小説 川崎サイト

 

路地ダンジョン


 高橋は不思議な町に入り込み、出てこられなくなる夢を見た。しかし、夢なので、戻ってこられたが、実際には布団の中、行っていないし、だいいちそんな不思議な町など何処にあるのかは知らない。不帰の町、それは伝説だ。ただ、それも作り話。しかし、似たような現象が個人的にあるのかもしれない。
 山奥に入り込み、そこにある小さな町が気に入り、移住する。そういうことのたとえならあり得る。
 高橋は探索者だが、散歩人であり、散策者、言い方は色々あるが、探検家とまではいかない。普通の町を歩いているだけだし、それに山岳や離島などには行かない。だから、大陸の人。しかし日本列島なので、島なので、すぐに海に出てしまう。それでも幅がある。内陸部だ。海など見えないが、標高の高い山頂まで登れば見えるだろう。海から高い峰峰がかすかに見えているように。
 海を渡って、この列島に辿り着いた人達は、きっとその高い峰峰を見ただろう。あそこまで行ってもいいと。
 これも大陸から来た人達にとっては永住になり、見知らぬ島に上陸し、そのまま戻ってこられない、とかになるかもしれない。
 しかし、くどいようだが、高橋はそんなスケールではなく、町内レベル。
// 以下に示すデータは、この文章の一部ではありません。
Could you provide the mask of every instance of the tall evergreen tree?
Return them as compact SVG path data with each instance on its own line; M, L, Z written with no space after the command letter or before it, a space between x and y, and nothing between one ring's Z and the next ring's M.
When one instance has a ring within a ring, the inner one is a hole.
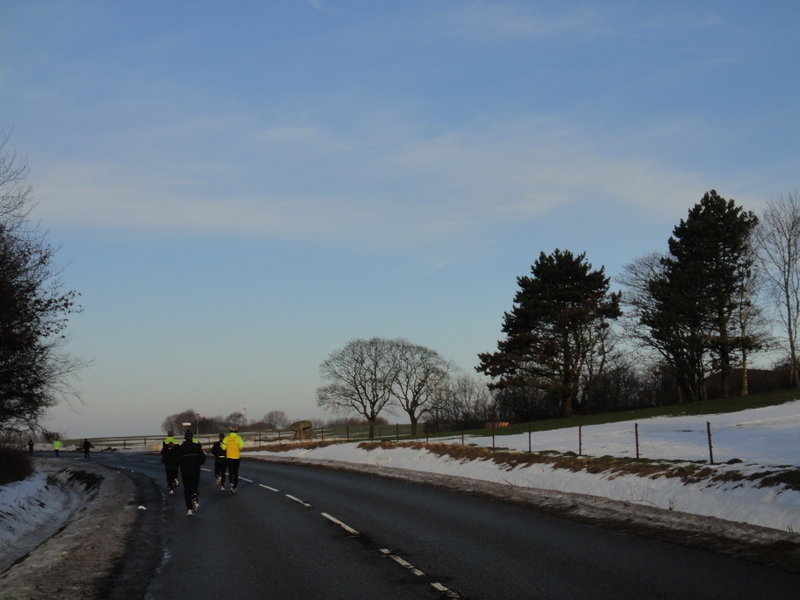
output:
M730 371L757 344L736 316L745 308L751 235L758 219L711 190L675 227L663 270L649 282L652 303L641 322L691 400L705 398L707 371L730 395Z
M602 371L609 321L620 316L619 294L609 294L603 268L586 255L542 252L531 277L518 277L514 306L505 313L495 353L479 354L495 389L533 388L561 403L572 416L590 373Z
隣の町内にある狭い路地の中に入り込む程度。浅いと言わねばならないが、帰らずの路地もあるだろう。不帰の路地だ。入ると、二度と出てこられないような。
 だが、それは想像で、そんな雰囲気が路地の入口から中を見ると、思い浮かぶだけで、本気でそう思っているわけではない。
 それでも高橋は路地に足を踏み込んだときのわくわく感が好きで、まだ行ったことのない町へ探検に行く。探しているのは、町のメイン箇所、または町の名所ではなく、路地なのだ。だから、観光目的ではない。
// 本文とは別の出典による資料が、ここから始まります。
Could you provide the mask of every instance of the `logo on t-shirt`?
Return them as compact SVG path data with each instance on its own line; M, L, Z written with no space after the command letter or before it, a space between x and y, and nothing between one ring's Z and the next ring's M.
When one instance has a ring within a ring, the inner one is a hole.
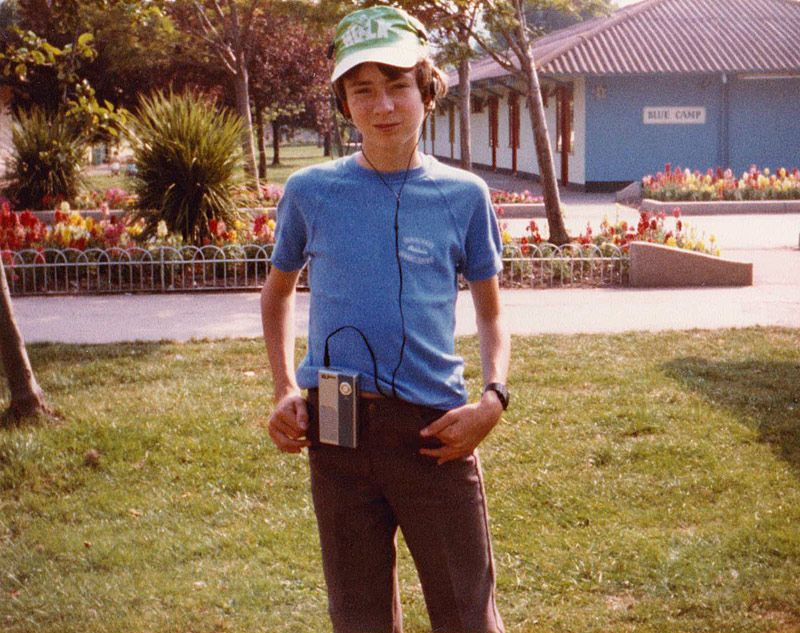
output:
M423 237L404 237L400 257L413 264L432 264L433 242Z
 最高なのは、人跡未踏の路地。それこそ有り得ない。人が作らないと町や家々はできないし、その隙間の路地もできない。だからかなり踏まれている。
 あるとすれば、ある日、突然人が消えた町、となる。その設定で、そこに入り込むのだが、洗濯物を干しているお婆さんとぶつかったりする。これはモンスターだが退治できない。
 生きて戻れぬ路地ダンジョン。しかし、高橋はまだまだ生きている。